Goodman GMSS920803BN Error Code 5 Flashes: Flame Sensed With No Call for Heat
What Does Code 5 Flashes Mean?
Five flashes on the Goodman GMSS920803BN diagnostic LED indicate that the Integrated Control Module is detecting flame when there is no active call for heat. As a safety response, the board runs both the induced-draft blower and the circulation blower continuously while keeping the furnace otherwise shut down.
The flame sensor proves a flame by passing a tiny electrical current through the burner flame to ground. This code means the board is reading that signal at a time when the gas valve is closed and no flame should exist.

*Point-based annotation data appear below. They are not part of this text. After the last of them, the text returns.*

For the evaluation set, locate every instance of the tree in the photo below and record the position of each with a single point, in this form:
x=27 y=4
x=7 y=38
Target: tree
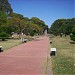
x=72 y=36
x=5 y=7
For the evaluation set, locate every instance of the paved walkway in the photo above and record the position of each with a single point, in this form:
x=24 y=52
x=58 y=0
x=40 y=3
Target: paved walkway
x=26 y=59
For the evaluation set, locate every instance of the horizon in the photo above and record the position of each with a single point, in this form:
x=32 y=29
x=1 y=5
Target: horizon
x=46 y=10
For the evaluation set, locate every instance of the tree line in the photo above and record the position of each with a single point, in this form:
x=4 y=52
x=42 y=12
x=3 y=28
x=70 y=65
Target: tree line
x=64 y=26
x=14 y=22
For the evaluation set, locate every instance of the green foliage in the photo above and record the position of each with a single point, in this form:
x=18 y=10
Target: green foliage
x=3 y=36
x=72 y=36
x=62 y=26
x=5 y=6
x=14 y=22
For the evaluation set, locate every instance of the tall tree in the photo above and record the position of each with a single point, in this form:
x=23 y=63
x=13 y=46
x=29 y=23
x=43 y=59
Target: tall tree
x=5 y=7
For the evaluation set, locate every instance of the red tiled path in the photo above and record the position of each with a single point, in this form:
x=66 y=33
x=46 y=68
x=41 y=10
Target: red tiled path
x=26 y=59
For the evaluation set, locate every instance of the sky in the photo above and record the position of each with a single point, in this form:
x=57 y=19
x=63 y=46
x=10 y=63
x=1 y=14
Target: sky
x=46 y=10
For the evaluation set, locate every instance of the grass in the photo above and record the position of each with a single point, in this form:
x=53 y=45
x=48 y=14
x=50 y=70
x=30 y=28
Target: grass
x=64 y=61
x=9 y=43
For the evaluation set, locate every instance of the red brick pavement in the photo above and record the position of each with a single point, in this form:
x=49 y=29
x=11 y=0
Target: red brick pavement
x=26 y=59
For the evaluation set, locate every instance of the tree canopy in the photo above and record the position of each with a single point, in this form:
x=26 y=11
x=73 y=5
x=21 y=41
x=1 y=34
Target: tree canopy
x=64 y=26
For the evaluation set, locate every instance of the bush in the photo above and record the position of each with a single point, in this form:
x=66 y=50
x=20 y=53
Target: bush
x=32 y=34
x=3 y=36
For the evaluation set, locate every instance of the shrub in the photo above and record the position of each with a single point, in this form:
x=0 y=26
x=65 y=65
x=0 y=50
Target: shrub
x=3 y=36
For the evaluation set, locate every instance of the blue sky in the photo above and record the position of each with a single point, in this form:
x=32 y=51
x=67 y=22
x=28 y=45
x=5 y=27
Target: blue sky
x=46 y=10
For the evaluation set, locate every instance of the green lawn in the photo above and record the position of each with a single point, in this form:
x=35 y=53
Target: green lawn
x=9 y=43
x=64 y=61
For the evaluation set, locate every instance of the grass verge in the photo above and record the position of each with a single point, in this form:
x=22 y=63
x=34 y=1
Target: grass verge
x=64 y=61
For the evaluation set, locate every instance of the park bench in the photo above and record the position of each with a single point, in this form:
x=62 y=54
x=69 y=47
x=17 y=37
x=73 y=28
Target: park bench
x=1 y=49
x=53 y=52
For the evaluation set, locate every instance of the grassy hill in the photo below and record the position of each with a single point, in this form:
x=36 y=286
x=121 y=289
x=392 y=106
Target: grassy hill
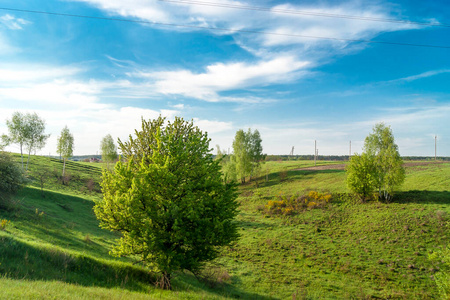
x=53 y=247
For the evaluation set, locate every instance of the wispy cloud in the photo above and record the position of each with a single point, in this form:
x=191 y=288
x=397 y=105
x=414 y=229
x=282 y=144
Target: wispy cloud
x=417 y=77
x=12 y=22
x=224 y=77
x=282 y=24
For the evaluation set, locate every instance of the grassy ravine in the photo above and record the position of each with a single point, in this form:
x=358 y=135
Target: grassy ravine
x=53 y=247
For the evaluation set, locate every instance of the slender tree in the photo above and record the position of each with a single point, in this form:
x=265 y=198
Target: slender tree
x=247 y=154
x=36 y=138
x=108 y=149
x=390 y=172
x=65 y=146
x=379 y=168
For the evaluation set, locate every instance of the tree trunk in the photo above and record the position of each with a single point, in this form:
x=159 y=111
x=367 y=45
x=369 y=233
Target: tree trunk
x=28 y=159
x=21 y=154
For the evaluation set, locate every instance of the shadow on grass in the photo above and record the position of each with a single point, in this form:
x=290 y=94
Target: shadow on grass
x=23 y=261
x=422 y=197
x=20 y=260
x=88 y=263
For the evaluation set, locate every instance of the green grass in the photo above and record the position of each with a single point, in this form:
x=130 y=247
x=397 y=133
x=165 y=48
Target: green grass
x=53 y=247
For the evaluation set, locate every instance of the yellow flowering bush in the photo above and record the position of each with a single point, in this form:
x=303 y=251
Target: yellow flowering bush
x=289 y=205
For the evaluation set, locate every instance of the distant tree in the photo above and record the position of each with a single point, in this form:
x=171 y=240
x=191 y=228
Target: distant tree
x=168 y=199
x=362 y=175
x=228 y=165
x=65 y=146
x=442 y=278
x=255 y=149
x=390 y=172
x=241 y=155
x=379 y=168
x=247 y=155
x=108 y=149
x=26 y=130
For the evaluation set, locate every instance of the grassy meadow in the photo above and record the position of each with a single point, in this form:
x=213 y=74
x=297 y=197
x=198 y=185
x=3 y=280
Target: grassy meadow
x=53 y=248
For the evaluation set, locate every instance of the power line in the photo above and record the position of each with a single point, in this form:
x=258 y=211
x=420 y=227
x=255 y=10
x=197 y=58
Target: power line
x=302 y=12
x=224 y=29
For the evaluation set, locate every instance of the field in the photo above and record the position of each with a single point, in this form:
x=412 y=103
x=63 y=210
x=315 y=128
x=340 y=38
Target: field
x=53 y=247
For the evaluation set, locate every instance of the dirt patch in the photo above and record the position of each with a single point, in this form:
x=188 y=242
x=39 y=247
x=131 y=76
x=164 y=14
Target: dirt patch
x=342 y=166
x=326 y=167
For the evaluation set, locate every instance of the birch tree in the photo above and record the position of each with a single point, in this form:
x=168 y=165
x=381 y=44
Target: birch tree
x=65 y=146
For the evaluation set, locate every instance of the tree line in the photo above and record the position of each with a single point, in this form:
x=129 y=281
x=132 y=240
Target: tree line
x=28 y=132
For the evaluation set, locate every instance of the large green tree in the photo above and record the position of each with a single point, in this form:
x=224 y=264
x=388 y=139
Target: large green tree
x=65 y=146
x=108 y=149
x=26 y=130
x=379 y=168
x=168 y=198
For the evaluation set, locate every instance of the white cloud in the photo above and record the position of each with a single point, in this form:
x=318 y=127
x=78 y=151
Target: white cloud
x=12 y=22
x=213 y=126
x=218 y=15
x=225 y=77
x=418 y=76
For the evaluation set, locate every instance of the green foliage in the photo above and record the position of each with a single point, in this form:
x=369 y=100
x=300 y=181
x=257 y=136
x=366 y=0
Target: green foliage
x=442 y=277
x=247 y=157
x=379 y=168
x=11 y=178
x=390 y=172
x=168 y=199
x=108 y=149
x=65 y=146
x=4 y=223
x=361 y=175
x=26 y=130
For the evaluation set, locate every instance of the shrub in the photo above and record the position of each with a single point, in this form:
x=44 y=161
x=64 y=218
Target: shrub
x=11 y=178
x=3 y=224
x=443 y=277
x=284 y=205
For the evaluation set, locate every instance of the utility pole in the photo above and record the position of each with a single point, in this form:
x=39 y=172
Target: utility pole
x=435 y=147
x=315 y=151
x=350 y=151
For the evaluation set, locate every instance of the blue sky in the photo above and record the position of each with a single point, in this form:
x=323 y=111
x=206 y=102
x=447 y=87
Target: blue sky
x=99 y=77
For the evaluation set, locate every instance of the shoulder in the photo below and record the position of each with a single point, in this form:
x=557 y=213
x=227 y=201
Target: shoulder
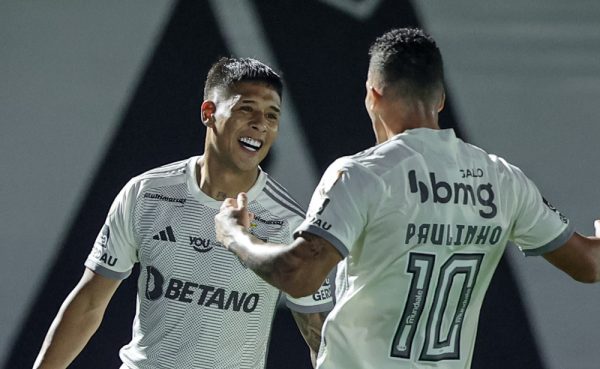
x=171 y=174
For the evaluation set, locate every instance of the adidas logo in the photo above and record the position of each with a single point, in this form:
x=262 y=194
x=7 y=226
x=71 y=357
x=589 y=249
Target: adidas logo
x=166 y=235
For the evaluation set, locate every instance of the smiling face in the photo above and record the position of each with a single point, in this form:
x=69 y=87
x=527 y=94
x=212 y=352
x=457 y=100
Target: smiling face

On this furnace that false reading almost always comes from a short to ground in the flame-sense circuit — a chafed or pinched sensor wire touching the metal chassis, or the sensor rod itself contacting a grounded surface — which mimics the current a real flame would produce.
This condition is the electrical opposite of the 7-flash low-flame-signal warning on the same board. Seven flashes means a genuine flame is producing too little current, while five flashes means the circuit is reporting flame current that is not real. Because both blowers keep running, the furnace is protecting itself rather than heating, and the false signal must be corrected before normal operation resumes.
What You'll Notice
- Both the inducer and the indoor circulation blower run continuously, often blowing unheated air, with no burner flame
- The furnace will not run a normal heat cycle even though the blowers are active
- The LED repeats a five-flash pattern
- There is no visible flame in the combustion chamber despite the running blowers
- The behavior may follow recent service, rodent activity, or vibration that could have chafed a wire
Common Causes
| Cause | Likelihood | DIY? |
|---|---|---|
| Short to ground in flame sensor wiring | Most common | ✗ Call a pro → |
| Faulty flame sensor rod touching ground | Common | ✗ Call a pro → |
How This Is Diagnosed
A technician confirms the paradox at the heart of this code: the board is sensing flame current while the gas valve is closed. With power removed for safety, they inspect the flame-sensor wire along its full run for chafing, pinch points, or insulation damage where it could contact the grounded chassis, and they check that the sensor rod is not touching a grounded surface or a cracked porcelain insulator that would let it ground out.
If the wiring and rod position check out, the sensor and the flame-sense input at the control module are evaluated to determine whether the false signal originates in the sensor or the board. The repair is a wiring correction or component replacement in the flame-sense circuit, which is electrical service work, not a homeowner task.
When to Call a Professional
This code involves components that are not homeowner-serviceable, so have a licensed HVAC technician diagnose and repair it. Keep in mind:
- The furnace runs both blowers continuously with the LED showing five flashes
- You see no flame in the combustion chamber but the blowers will not stop
- The flame-sensor wire looks chafed, pinched, or is touching the furnace body
- The code appeared after recent service, a rodent problem, or a component was moved
- Cycling power at the breaker does not clear the condition
Frequently Asked Questions
Why do both blowers on my Goodman GMSS920803BN keep running with a 5-flash code?
The board runs both blowers as a safety measure when it senses flame it did not command. It is trying to clear any combustion products and protect the system until the false flame signal — usually a wiring short to ground — is corrected.
Is a 5-flash 'flame sensed' code dangerous?
The code itself is the safety system reacting correctly to an impossible reading, and it keeps the burners off. The underlying wiring short should be diagnosed by a technician rather than ignored, since a compromised flame-sense circuit affects a core safety function.
Can I clear this by cleaning the flame sensor?
No. A 5-flash code is a short to ground in the flame-sense circuit, not a dirty rod producing a weak signal. It requires electrical inspection and repair of the wiring or sensor, which is a job for a qualified technician.